Like many other people, Gordon, who now lives in Surrey, had been following the story about the finding of human remains in the rusted hulk of a mid-60s Chrysler pulled from the bottom of Skaha Lake by Oceantec scuba divers.
“Yesterday (Wednesday) morning RCMP from Penticton contacted me and told me they had made a discovery and I knew right away,” said Thomas in a telephone interview Thursday. “I asked him (the officer) if it was my mother they found in that car and he said ‘yes it was’ but I guess I was still pretty shocked.”
Betty, whose first name is actually Elizabeth, and her young son were living in Hedley at the time of the accident.
When the 20-year-old woman failed to arrive at her destination and no trace of her could be found, Gordon stayed with his mother’s parents (since deceased), who also lived in the small mining community.
He moved to the Lower Mainland to finish high school at the age of 16.
The late woman’s brother and sister are both thought to live in the Greater Victoria area, although Gordon has only spoken to his uncle.
“I think he’s feeling pretty much the same though,” said Thomas.
Over the years he tried without success to find any trace of Betty, either through police or private sources.
And although he remembers almost nothing from the brief time the pair spent together, he has talked to relatives and others who knew her and what she was like.
“I spoke to a few of my mother’s friends, including her best friend who she had known since she was three,” said Thomas. “She’d (best friend) always maintained that something happened to her (Betty), that she wasn’t missing, that something had happened.
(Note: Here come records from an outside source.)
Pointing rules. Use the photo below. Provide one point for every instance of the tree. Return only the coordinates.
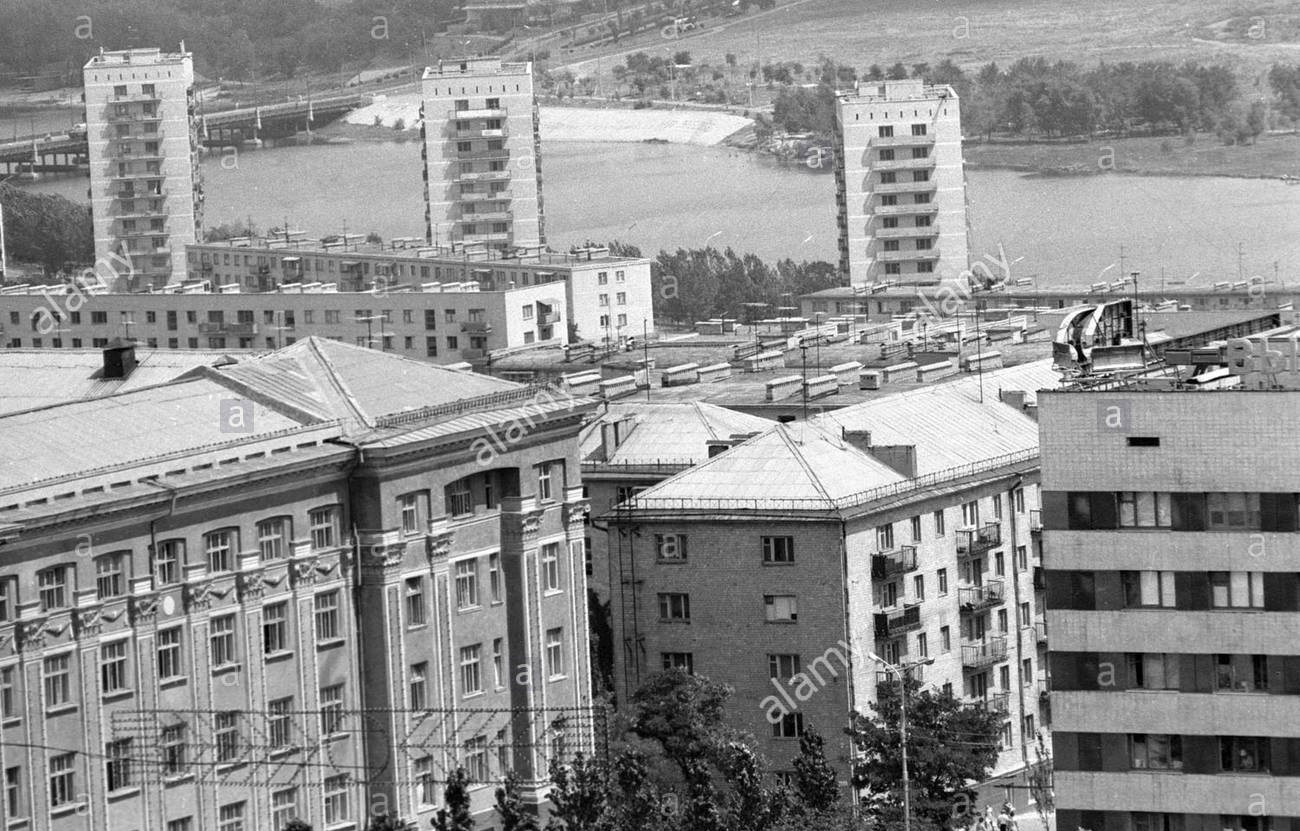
(510, 804)
(949, 745)
(814, 778)
(577, 795)
(455, 816)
She told me my mother wasn’t the kind of woman who would just run off and leave me — that if she was going somewhere she would have taken me with her.”
He also remembers seeing pictures of the two of them in an old family album which have taken on even greater significance since the discovery.
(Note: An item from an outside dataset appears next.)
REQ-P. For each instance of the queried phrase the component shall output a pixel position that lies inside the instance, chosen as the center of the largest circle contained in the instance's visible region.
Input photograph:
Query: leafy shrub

RCMP and the coroners service were able to identify the woman after finding personal ID during a forensic examination of the car and its contents Tuesday.
Sgt. Rick Dellebuur of the Penticton RCMP said the fact the documents had lasted as long as they did in those conditions was “miraculous.”
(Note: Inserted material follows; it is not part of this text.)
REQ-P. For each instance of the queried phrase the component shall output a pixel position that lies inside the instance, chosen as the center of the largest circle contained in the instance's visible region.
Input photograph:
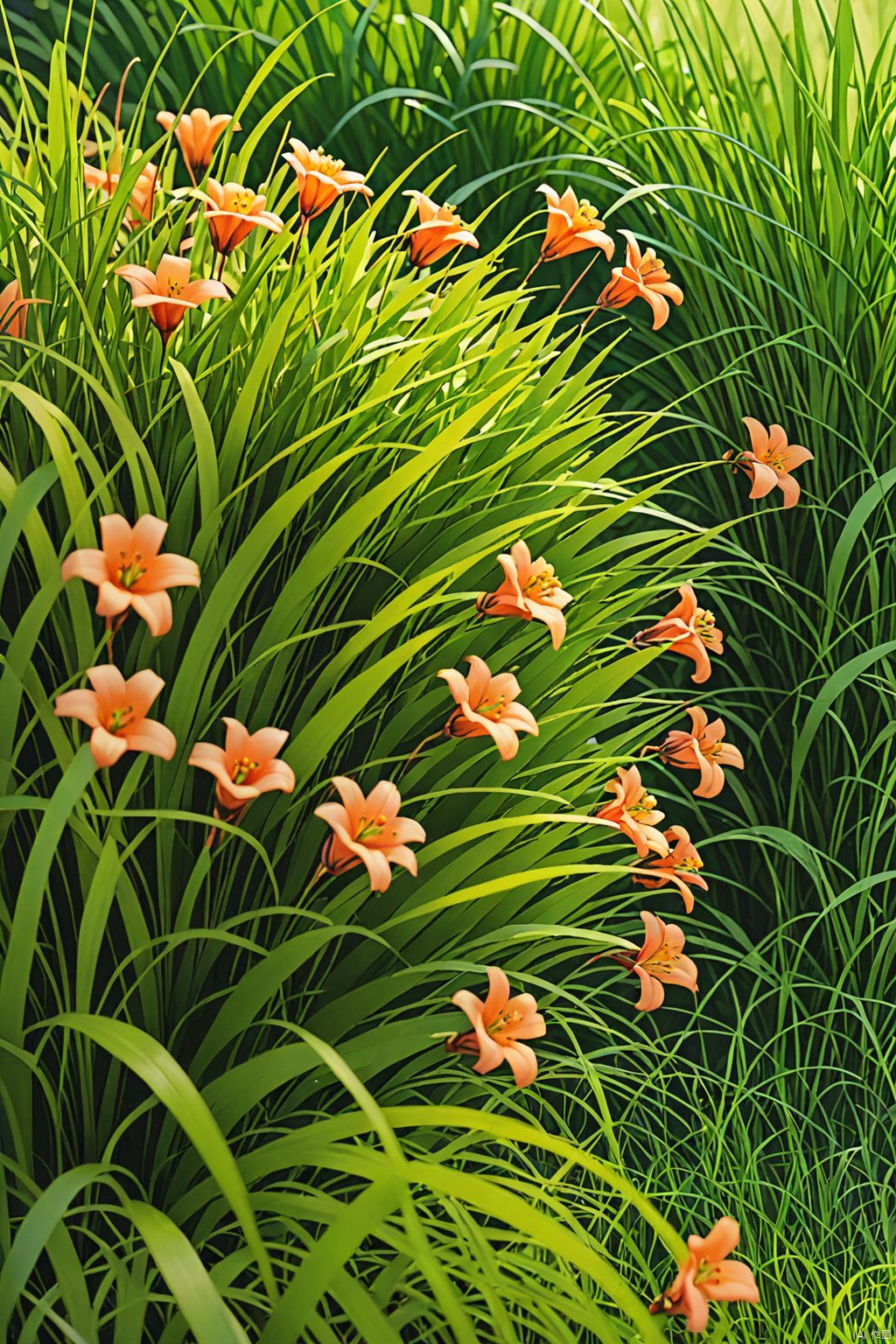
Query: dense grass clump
(226, 1106)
Without the paperwork, officials had predicted the process would be long and very difficult.
A thorough investigation also indicated foul play was not an issue in Thomas’ death.
The car was thought to have been northbound when it went off Highway 97 near the lookout south of Penticton and plunged down a steep embankment, winding up submerged on its roof in about 15-30 feet of water.
It was first discovered by divers last August and was being taken out of the lake as part of an Earth Day cleanup project by the local dive firm.
Gordon Thomas is planning to come to Penticton this weekend or early next week to retrieve his mother’s remains and some of her other possessions, including jewelry that were found at the same time.
He is also considering having a service for Betty here.
Thomas does admit that up until Wednesday he had a faint hope things wouldn’t end up the way they have.
“I guess it’s always in the back of your mind — wondering if she was still alive, where she would be and what she would be doing,” he said. “It’s a bitter sweet ending.”